Tutorial · Presales · 22 min

    Writing an RFP Response That Wins

    The presales lead's playbook — bid/no-bid scoring, win themes, the compliance matrix, pricing strategy and the executive summary that gets you shortlisted.

    1. Step 01

      Bid / no-bid in 48 hours

      Most teams lose money by responding to RFPs they had no chance of winning. Score every RFP on five axes (1–5):

      • Fit — does our product actually do this?
      • Relationship — do we know anyone inside?
      • Competition — how many incumbents and how entrenched?
      • Margin — can we deliver this profitably?
      • Strategic value — does it open a market or reference logo?

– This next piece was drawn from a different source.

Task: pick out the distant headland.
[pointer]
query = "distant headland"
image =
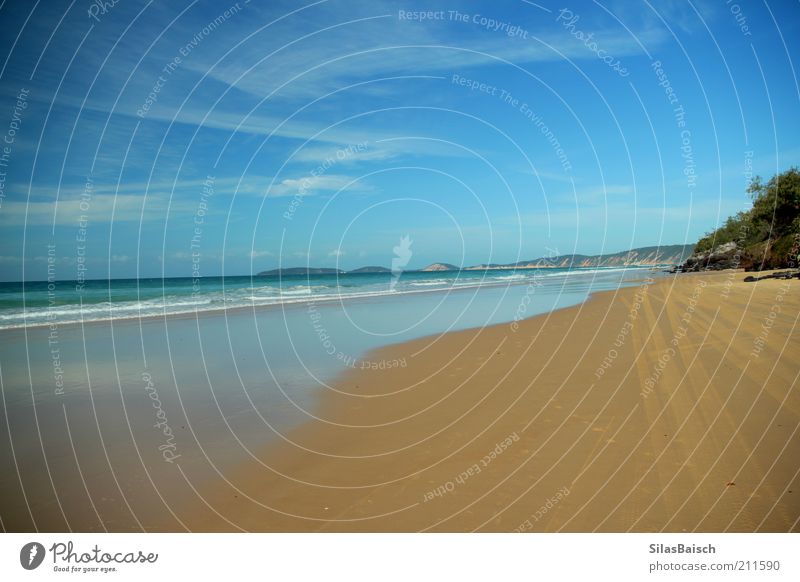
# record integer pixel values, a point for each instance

      Below 15/25 → no-bid. Send a polite decline and preserve the relationship.

    2. Step 02

      Decompose the RFP into a compliance matrix

      Read the RFP twice. On pass two, extract every numbered or bulleted requirement into a spreadsheet. Columns: Section · Requirement · Mandatory? · Our response (Comply / Comply with comment / Alternative / Non-comply) · Proof reference · Owner.

      This matrix is your project plan for the response, your QA checklist, and a deliverable the buyer almost always asks for.

    3. Step 03

      Pick three win themes

      A win theme is one sentence that answers "why us, not them" for this specific buyer. Three is the max — humans can't remember more.

      Examples for a wallet RFP:

      • "We deliver on Fineract — the same core the central bank already audits."
      • "Our team has shipped 6 wallets in this region; the others are pitching their first."
      • "Our pricing is per-active-wallet, not per-seat — your costs scale with your revenue."

      Every section of the response should echo at least one theme.

    4. Step 04

      Executive summary — the only page they'll all read

      Two pages. Structure:

      1. One paragraph restating the buyer's problem in their words.
      2. Three win themes, each as a short heading + paragraph.
      3. A single results table (your top 3 reference outcomes with numbers).
      4. The headline commercial: total price, timeline, team size.
      5. A short closing paragraph signed by the account owner.
    5. Step 05

      Technical response — answer in their order

      Never reorder the buyer's sections. Evaluators score with a checklist; making them hunt loses points. For each requirement: restate it, give the comply/alternative response, then 1–3 paragraphs of evidence with a screenshot or architecture snippet.

    6. Step 06

      Commercials — anchor, don't dump

      Lead with the total. Then a one-page breakdown by phase, not by line item. Offer two options (e.g. "Standard" and "Accelerated") so the buyer is choosing between you and you, not between you and a competitor.

      Include assumptions and exclusions explicitly — this is what prevents scope arguments in month two.

    7. Step 07

      Reviews: pink, red, gold

      Three internal reviews on a serious RFP:

      • Pink (50% draft) — does the storyline work?
      • Red (90% draft) — would I buy from us?
      • Gold (final) — compliance, pricing math, brand, legal.
    8. Step 08

      Submit early, then prepare for clarifications

      Submit a day early. Use the time to prep a clarifications log and a demo. ~70% of shortlisted bids get a clarification round; the team that responds within 24 hours with crisp answers usually wins.